Daniel calló, y Alejandro le dirigió una mirada agradecida.
—¿Habéis comido? —preguntó Sofía al ver el vacío en la nevera.
Encontró patatas bajo el fregadero y pepinillos en vinagre. Alejandro devoró la comida, pero Daniel apenas probó bocado.
—Tienes que ser fuerte, por tu hijo —intentó Sofía, pero él solo murmuró:
—La quería tanto…
Esa noche, Sofía volvió a casa con el corazón encogido. Al día siguiente, encontró a Daniel borracho. Lo empapó con agua fría, le dio café y lo obligó a vestirse. Juntos organizaron el funeral.
Los meses siguientes, Sofía los pasó yendo y viniendo de su casa. Daniel se hundió en el alcohol, y Alejandro pasaba cada vez más tiempo con ella. Un día, el niño le dijo:
—Hay un vecino nuevo en el pueblo, le gustas.
—No digas tonterías —respondió Sofía, sonrojada.
Pero cuando ese mismo vecino, Javier, le propuso matrimonio tiempo después, Sofía aceptó.

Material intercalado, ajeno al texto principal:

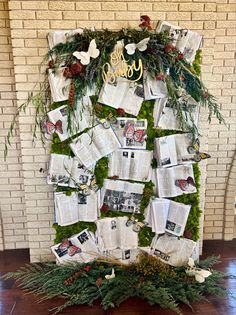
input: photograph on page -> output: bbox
[101,179,144,213]
[108,149,153,182]
[112,117,147,149]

Un año más tarde, Daniel murió intoxicado por alcohol adulterado. La gente asumió que Sofía era familiar de Lucía, y nadie preguntó cuando Alejandro se mudó para siempre con ella y Javier.
El dolor y el rencor se desvanecieron con los años, hasta que Sofía solo sintió gratitud hacia Lucía, porque si no hubiera sido por ella, nunca habría conocido a Javier.